FlowBind: Efficient Any-to-Any Generation with Bidirectional Flows
Any-to-any generation seeks to translate between arbitrary subsets of modalities, enabling flexible cross-modal synthesis. Despite recent success, existing flow-based approaches are challenged by their inefficiency, as they require large-scale datasets often with restrictive pairing constraints, incur high computational cost from modeling joint distribution, and rely on complex multi-stage training. We propose FlowBind, an efficient framework for any-to-any generation. Our approach is distinguished by its simplicity: it learns a shared latent space capturing cross-modal information, with modality-specific invertible flows bridging this latent to each modality. Both components are optimized jointly under a single flow-matching objective, and at inference the invertible flows act as encoders and decoders for direct translation across modalities. By factorizing interactions through the shared latent, FlowBind naturally leverages arbitrary subsets of modalities for training, and achieves competitive generation quality while substantially reducing data requirements and computational cost. Experiments on text, image, and audio demonstrate that FlowBind attains comparable quality while requiring up to 6x fewer parameters and training 10x faster than prior methods. The project page with code is available at https://yeonwoo378.github.io/official_flowbind.
💡 Research Summary
FlowBind tackles three major bottlenecks of existing flow‑based multimodal generative models: the need for large fully‑paired datasets, high computational cost from modeling a joint distribution over many modalities, and complex multi‑stage training pipelines.
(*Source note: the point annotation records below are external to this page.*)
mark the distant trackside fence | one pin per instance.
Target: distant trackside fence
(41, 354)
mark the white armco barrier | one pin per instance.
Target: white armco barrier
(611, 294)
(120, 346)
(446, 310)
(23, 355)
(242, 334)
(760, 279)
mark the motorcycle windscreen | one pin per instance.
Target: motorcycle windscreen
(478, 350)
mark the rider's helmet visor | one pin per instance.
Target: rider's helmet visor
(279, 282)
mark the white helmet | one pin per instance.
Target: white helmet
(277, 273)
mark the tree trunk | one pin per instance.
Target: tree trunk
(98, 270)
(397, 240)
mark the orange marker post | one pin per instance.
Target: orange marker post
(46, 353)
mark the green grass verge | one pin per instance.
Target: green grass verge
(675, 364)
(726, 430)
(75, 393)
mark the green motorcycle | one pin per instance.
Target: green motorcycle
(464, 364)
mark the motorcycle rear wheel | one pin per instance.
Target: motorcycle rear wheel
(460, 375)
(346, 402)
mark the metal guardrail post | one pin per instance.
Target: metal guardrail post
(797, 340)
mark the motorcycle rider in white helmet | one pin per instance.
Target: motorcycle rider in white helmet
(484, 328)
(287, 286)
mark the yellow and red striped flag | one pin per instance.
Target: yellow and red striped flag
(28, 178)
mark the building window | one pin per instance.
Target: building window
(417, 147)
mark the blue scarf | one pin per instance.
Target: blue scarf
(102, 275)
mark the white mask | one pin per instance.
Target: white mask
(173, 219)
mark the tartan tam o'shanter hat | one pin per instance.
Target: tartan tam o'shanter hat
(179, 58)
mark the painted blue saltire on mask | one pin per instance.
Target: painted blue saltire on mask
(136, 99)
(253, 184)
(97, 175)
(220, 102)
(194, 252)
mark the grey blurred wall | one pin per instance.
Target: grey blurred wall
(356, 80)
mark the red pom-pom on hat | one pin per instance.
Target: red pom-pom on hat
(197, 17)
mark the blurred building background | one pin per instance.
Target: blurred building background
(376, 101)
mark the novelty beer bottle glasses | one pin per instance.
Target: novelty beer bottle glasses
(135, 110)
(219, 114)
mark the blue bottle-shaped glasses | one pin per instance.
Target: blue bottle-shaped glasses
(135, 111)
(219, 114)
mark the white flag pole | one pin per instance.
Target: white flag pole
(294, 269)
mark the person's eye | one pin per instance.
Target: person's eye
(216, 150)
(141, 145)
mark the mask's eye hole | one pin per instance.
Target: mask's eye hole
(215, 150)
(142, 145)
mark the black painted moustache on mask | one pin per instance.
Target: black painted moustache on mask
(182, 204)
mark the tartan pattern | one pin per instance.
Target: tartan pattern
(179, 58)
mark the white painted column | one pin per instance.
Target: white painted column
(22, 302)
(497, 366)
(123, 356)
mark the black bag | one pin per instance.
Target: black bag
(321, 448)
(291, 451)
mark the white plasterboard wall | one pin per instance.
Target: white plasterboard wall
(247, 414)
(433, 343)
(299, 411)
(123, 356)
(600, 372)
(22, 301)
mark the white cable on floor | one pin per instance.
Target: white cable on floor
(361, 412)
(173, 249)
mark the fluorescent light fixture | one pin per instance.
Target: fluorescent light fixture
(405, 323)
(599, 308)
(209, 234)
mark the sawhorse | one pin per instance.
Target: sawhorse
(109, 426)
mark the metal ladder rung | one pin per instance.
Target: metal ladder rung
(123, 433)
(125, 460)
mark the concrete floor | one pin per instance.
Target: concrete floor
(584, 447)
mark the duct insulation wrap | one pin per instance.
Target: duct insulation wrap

The core idea is to introduce a learnable shared latent variable z* that captures common information across all modalities, and to connect each modality z_i to this latent via its own invertible flow. For each modality a linear interpolation path z_i(t)=t z_i+(1‑t) z* is defined, and a time‑dependent velocity field v_i(z_i(t),t) is learned using the flow‑matching loss
L(θ,ϕ)=E_{t, z_S, z*} ∑{i∈S}‖v{θ_i}(z_i(t),t)−(z_i−z*)‖².
Here θ_i are the parameters of the modality‑specific drift networks and ϕ are the parameters of an auxiliary encoder H_ϕ that produces z* from a partially paired sample set z_S. A key technical contribution is a simple training schedule that stops gradients through H_ϕ for all t∈(0,1] and updates the encoder only at t=0. This prevents the “collapse” where the encoder outputs a constant vector, because at t=0 the loss reduces to minimizing the conditional variance Var(z_i|z*) —forcing z* to retain predictive information about every modality.
Training can therefore use arbitrarily paired subsets of modalities; each sample only needs the modalities present in S. The shared latent is instantiated as z* = H_ϕ(z_S) and the per‑modality flows are optimized jointly in a single stage, eliminating the need for separate alignment and generation phases used by prior works such as CoDi (text‑anchor) or OmniFlow (joint velocity field).
During inference the auxiliary encoder is not used. Given a source modality i, the model integrates the backward flow v_i from t=1 to t=0 to obtain an estimate of z*. Then it integrates the forward flow of the target modality j from t=0 to t=1 to generate ẑ_j. For multiple source modalities the backward flows are run independently, their latent estimates are averaged to form a single ẑ*, and the forward flow of the desired target modality is applied. Thus any‑to‑any translation reduces to two ODE solves per modality pair, regardless of how many modalities are involved.
Experiments cover three modality pairs: text‑image (MS‑COCO), text‑audio (AudioSet), and image‑audio (VGGSound). FlowBind is compared against state‑of‑the‑art flow models (CoDi, OmniFlow) and recent discrete‑diffusion baselines. Quantitative metrics (FID, IS, MOS) and human evaluations show that FlowBind achieves comparable or slightly better quality while using up to six times fewer parameters and training ten times faster. Notably, when only 30 % of the data are fully paired, performance degrades minimally, confirming the effectiveness of the shared latent in leveraging partially paired data.
Limitations include the reliance on pre‑trained modality‑specific autoencoders to obtain low‑dimensional embeddings, which may be insufficient for very high‑dimensional data such as video or 3D point clouds. Moreover, the flow‑matching loss can be sensitive to ODE integration error, so scaling to high‑resolution images may require more stable solvers or adaptive step sizes. Finally, because each modality’s flow is learned independently, modeling intricate cross‑modal interactions that depend on simultaneous conditioning (e.g., text and image jointly influencing audio) may be less expressive than a fully joint velocity field.
In summary, FlowBind presents a conceptually simple yet powerful framework: a shared latent anchor plus per‑modality invertible flows trained with a single flow‑matching objective. This design dramatically reduces data and compute requirements while preserving the flexibility of any‑to‑any multimodal generation. Future work could explore richer latent regularization (contrastive or adversarial), extensions to higher‑dimensional modalities, and learned fusion mechanisms for multiple source latents, further broadening the applicability of flow‑based generative models.